The base Lamborghini Aventador—if a flagship Lamborghini can be so called—is a 700-horsepower supercar that can hit sixty in 2.9 seconds, or exactly the duration of one Yoda blink. It is the only car one can acceptably specify in—forgive us—P****-Magnet Yellow and its outrageous shape makes a Ferrari 458 look like a Hyundai hatchback. When Kim Kardashian bought one for Kanye West, his frown turned up at the edges into a near-joyful smirk.
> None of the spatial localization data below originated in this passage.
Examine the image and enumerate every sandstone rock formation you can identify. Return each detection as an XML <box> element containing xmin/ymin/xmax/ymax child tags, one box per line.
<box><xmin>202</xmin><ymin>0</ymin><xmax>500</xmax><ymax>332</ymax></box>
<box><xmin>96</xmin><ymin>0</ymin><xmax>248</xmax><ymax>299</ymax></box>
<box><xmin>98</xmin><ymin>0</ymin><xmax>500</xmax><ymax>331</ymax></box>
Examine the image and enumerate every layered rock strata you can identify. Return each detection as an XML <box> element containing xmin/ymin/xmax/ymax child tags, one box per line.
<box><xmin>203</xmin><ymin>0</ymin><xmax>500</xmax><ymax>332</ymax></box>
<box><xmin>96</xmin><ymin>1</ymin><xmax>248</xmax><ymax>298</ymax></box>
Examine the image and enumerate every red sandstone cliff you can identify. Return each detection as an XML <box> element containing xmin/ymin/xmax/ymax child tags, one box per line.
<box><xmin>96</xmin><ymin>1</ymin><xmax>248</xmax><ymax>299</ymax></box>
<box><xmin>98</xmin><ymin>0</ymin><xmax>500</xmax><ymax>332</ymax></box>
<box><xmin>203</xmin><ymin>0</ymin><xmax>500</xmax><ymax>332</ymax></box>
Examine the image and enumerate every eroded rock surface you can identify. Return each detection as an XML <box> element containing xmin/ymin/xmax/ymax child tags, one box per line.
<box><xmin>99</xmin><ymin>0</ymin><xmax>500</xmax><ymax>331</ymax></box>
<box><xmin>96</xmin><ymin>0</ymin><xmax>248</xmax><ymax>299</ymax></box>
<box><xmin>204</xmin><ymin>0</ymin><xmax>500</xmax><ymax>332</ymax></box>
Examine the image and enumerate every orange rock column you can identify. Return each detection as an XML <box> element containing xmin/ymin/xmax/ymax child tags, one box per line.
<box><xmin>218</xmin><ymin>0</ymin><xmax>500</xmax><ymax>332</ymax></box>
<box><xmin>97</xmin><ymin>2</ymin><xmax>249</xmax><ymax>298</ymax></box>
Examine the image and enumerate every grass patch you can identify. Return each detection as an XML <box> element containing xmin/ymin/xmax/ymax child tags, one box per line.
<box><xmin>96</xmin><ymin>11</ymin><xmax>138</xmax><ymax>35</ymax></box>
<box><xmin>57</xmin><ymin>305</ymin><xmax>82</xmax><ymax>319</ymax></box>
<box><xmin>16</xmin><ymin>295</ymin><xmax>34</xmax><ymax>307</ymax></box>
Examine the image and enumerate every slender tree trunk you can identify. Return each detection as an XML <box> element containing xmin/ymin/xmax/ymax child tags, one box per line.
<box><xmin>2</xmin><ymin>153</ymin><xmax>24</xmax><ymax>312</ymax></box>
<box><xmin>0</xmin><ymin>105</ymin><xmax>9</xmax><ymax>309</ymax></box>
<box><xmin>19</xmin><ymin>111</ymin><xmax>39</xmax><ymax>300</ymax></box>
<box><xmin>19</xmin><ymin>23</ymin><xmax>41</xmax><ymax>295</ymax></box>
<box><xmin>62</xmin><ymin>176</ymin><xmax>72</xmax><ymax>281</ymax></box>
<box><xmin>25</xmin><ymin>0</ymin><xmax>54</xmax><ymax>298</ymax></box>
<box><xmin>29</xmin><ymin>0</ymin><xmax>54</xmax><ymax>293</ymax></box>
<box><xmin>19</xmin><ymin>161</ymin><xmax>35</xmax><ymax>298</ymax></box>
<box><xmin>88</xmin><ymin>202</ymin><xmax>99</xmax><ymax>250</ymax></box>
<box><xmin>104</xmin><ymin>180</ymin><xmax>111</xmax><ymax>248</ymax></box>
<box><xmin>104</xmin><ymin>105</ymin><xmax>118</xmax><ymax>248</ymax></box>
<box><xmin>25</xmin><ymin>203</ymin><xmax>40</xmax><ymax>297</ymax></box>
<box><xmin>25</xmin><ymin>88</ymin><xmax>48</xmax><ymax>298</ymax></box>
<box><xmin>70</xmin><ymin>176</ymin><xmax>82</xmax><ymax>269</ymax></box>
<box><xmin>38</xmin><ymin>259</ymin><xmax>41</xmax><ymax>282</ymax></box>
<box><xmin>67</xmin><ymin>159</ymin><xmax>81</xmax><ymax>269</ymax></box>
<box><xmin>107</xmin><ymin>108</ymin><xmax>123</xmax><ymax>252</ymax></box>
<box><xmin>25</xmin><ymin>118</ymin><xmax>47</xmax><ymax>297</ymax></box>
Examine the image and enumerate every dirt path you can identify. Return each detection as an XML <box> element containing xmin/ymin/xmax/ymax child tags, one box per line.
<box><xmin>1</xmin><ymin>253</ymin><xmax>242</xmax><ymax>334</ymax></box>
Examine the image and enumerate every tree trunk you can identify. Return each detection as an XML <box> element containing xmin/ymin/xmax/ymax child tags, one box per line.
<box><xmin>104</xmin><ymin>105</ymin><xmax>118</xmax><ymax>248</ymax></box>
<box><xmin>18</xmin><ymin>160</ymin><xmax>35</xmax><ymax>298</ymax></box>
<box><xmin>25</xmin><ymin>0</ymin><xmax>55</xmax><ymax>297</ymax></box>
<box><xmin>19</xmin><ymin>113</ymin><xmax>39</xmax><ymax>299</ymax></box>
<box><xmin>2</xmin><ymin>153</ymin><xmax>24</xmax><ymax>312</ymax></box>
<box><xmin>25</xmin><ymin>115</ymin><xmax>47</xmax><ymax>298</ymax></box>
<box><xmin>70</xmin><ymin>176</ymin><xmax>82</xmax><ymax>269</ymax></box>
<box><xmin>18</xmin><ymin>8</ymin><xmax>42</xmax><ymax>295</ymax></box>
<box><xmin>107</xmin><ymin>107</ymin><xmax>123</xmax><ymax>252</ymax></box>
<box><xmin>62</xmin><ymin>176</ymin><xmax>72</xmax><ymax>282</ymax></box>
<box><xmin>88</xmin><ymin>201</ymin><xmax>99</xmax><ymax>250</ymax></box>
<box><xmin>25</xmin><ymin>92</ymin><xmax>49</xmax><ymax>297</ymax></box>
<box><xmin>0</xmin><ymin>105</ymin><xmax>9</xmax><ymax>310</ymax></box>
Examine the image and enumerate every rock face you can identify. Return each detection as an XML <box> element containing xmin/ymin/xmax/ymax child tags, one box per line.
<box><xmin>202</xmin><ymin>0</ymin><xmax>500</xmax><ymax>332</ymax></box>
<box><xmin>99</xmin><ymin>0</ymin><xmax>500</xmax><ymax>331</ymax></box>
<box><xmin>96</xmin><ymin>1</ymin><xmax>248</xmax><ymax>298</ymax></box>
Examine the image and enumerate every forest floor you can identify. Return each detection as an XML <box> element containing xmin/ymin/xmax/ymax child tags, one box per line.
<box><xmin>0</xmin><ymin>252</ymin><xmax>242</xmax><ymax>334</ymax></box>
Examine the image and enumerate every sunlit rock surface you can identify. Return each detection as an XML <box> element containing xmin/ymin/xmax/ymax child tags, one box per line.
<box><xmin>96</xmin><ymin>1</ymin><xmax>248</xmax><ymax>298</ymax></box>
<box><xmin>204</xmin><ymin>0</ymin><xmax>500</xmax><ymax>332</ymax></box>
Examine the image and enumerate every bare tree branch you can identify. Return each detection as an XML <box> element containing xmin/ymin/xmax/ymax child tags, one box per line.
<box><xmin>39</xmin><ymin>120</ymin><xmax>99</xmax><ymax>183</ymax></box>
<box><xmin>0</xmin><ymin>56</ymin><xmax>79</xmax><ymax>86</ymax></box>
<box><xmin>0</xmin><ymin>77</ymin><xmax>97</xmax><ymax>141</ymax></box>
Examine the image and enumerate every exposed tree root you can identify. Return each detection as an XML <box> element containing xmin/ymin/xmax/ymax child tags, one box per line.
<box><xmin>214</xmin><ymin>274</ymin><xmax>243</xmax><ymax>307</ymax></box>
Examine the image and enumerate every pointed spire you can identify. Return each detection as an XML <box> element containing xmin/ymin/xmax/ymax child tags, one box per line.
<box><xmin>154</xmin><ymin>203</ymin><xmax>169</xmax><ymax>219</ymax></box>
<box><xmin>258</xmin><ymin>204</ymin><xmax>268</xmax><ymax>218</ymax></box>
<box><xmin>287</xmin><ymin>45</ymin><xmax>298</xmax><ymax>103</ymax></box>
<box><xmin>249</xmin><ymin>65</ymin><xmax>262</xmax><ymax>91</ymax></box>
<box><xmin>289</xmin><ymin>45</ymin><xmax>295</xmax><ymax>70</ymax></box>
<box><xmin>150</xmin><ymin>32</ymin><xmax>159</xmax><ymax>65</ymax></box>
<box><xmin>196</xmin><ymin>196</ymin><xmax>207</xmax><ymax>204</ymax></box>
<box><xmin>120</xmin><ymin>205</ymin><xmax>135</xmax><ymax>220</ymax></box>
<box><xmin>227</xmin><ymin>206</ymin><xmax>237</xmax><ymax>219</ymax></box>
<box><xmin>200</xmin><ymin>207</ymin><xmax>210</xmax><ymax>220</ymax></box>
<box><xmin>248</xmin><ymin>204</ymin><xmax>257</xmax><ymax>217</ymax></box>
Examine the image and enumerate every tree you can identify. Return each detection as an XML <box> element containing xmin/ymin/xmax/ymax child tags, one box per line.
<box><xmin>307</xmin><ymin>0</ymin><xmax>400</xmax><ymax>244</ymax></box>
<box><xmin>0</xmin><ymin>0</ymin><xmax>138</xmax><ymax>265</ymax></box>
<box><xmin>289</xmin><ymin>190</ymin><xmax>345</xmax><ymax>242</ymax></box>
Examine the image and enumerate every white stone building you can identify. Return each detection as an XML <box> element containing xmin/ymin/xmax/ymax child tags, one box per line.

Yet, with the introduction of the new Aventador Superveloce, that car is garbage. Or, at least, it loses its position atop the Lamborghini line-up, a fleet more often than not shopped exclusively for image. Can you imagine what will happen once Kendrick gets a Superveloce? Kanye’s 18 month-old Aventador will be outside the palace gates with a “FOR SALE” affixed to its hood scoop.
This proverbial Buzz Lightyear swashbuckles into town with forty more horsepower, 110 fewer pounds and—crucially for a special Lamborghini—more strakes and wings than the Air Force’s Tuscon bone yard. The Aventador SV is the new top Lamborghini, an evil-looking, 750-horsepower coupe with enough in-your-face flamboyance to carry the world’s largest, wealthiest egos. It is a histrionic spaceship and all we’ve ever wanted from Italy’s most outrageous car company.